I was startled, but wanted to appear unalarmed and so I replied with a thoughtful sigh and a small condolence on behalf of the actress. He continued.

-Elizabeth Taylor was a beautiful actress, but she was the devil. Devil woman married the devil            and had devil children. She had green eyes. Green eyes make you the devil.

I nodded in fearful agreement and smiled and he finished. He then threw his cigarette on the tracks of the MAX and walked away. Despite the trepidation that accompanied my conversation with this stranger, I boarded the MAX with a humbled feeling. Out of all the people waiting for the MAX, he had chosen to confide in me; coincidentally for sure, but nonetheless, I was, for five minutes, this stranger’s confidant.
            The humbled feeling has not left me even now, hours after we parted, because I can’t help but wonder who the last person was that allowed for fear to take the back seat and rather, to listen to the “stranger”. Two days ago Rebecca (the woman I am staying with in Costa Rica) emailed me and she told me that an 18-year-old boy died in the community I will be serving.
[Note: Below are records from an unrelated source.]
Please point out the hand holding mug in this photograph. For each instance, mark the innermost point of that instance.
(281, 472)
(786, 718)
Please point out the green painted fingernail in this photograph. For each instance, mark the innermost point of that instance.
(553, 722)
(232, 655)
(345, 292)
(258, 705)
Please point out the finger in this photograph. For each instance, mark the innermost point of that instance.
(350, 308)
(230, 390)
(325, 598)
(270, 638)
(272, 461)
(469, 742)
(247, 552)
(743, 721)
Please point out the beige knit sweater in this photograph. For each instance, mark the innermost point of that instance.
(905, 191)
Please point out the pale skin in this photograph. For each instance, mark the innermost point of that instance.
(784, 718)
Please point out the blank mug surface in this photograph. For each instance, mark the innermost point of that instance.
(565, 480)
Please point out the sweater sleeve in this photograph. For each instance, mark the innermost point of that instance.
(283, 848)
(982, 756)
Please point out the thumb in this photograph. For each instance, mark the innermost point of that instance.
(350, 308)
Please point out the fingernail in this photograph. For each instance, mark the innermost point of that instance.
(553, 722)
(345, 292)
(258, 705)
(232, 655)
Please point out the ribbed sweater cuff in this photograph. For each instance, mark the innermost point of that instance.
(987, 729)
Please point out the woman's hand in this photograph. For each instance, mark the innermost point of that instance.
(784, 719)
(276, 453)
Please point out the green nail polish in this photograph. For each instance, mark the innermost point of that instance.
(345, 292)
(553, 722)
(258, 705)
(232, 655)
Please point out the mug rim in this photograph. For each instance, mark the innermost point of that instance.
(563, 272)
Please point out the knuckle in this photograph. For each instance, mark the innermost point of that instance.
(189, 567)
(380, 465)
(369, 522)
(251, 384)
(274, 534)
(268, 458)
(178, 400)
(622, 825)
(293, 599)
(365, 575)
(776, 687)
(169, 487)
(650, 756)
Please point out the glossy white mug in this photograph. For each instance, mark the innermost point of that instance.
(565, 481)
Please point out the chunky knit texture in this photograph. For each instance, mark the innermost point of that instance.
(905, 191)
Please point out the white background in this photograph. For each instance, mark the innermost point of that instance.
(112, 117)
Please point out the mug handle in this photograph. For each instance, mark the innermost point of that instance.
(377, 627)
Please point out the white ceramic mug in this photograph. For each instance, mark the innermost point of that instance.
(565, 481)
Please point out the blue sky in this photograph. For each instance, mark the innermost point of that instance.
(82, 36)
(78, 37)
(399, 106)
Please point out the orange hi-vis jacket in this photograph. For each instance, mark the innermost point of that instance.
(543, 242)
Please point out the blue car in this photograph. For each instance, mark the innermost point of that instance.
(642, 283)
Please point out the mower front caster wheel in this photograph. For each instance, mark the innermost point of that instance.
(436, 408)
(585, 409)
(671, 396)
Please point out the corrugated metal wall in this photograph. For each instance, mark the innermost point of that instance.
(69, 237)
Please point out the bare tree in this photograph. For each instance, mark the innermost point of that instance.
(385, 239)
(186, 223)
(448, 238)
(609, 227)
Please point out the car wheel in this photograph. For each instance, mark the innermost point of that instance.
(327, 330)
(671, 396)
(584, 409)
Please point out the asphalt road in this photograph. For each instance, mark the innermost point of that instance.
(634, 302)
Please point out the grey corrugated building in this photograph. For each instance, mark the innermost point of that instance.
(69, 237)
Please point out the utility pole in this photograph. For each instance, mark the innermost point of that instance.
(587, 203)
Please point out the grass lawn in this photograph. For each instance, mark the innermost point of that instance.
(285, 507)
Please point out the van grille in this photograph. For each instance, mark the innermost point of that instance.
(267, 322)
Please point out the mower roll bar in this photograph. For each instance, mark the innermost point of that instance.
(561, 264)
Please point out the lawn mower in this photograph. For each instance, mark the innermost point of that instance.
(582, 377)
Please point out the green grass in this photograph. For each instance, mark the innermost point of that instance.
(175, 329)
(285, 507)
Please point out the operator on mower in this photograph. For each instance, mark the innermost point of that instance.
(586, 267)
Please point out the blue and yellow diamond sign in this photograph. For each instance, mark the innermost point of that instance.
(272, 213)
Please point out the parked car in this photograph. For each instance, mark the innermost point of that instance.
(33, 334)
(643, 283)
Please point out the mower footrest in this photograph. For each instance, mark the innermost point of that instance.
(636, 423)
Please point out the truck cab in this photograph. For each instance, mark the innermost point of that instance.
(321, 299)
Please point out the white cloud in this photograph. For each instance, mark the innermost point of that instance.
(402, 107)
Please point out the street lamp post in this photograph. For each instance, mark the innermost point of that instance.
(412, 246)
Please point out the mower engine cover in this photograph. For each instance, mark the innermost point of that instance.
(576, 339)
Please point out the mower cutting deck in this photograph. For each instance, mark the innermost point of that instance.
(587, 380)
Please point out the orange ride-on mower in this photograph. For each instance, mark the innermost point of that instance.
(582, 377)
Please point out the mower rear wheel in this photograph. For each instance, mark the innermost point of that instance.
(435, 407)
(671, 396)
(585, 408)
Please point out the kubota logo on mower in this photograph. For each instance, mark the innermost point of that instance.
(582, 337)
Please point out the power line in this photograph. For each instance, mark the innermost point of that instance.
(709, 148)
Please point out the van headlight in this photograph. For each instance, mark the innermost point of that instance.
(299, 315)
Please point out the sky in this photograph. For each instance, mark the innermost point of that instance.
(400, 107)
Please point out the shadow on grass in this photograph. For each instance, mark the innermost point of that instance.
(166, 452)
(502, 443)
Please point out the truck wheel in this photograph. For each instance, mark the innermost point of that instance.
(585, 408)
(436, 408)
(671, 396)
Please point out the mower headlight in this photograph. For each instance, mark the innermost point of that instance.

I thought of him, the boy with no name, a stranger, and wondered if he would have talked to random people at the MAX station. I wondered even more if he would listen to someone else if he had been at a MAX station.
            And this may all seem like a jumble but what I am feeling right now and cannot articulate is that I was connected to a stranger today. And in a strange way, the trench coat stranger was connected to the Costa Rican boy because they were both a little forgotten in their own home, their own society. They both went unnoticed because the trench coat stranger was mentally unstable and a bit scary and the Costa Rican boy was poor. They went unseen. 
            This entry is for the forgotten trench coat man that smokes cigarettes on the MAX:
you are being thought of. And to the green-eyed strangers I have yet to meet, I am one of you; let me listen to what others forget in silence.

1 comment:

  1. This is so brilliant! It nearly made me cry. I love how you connected the two strangers in such a profound way. Nice writing.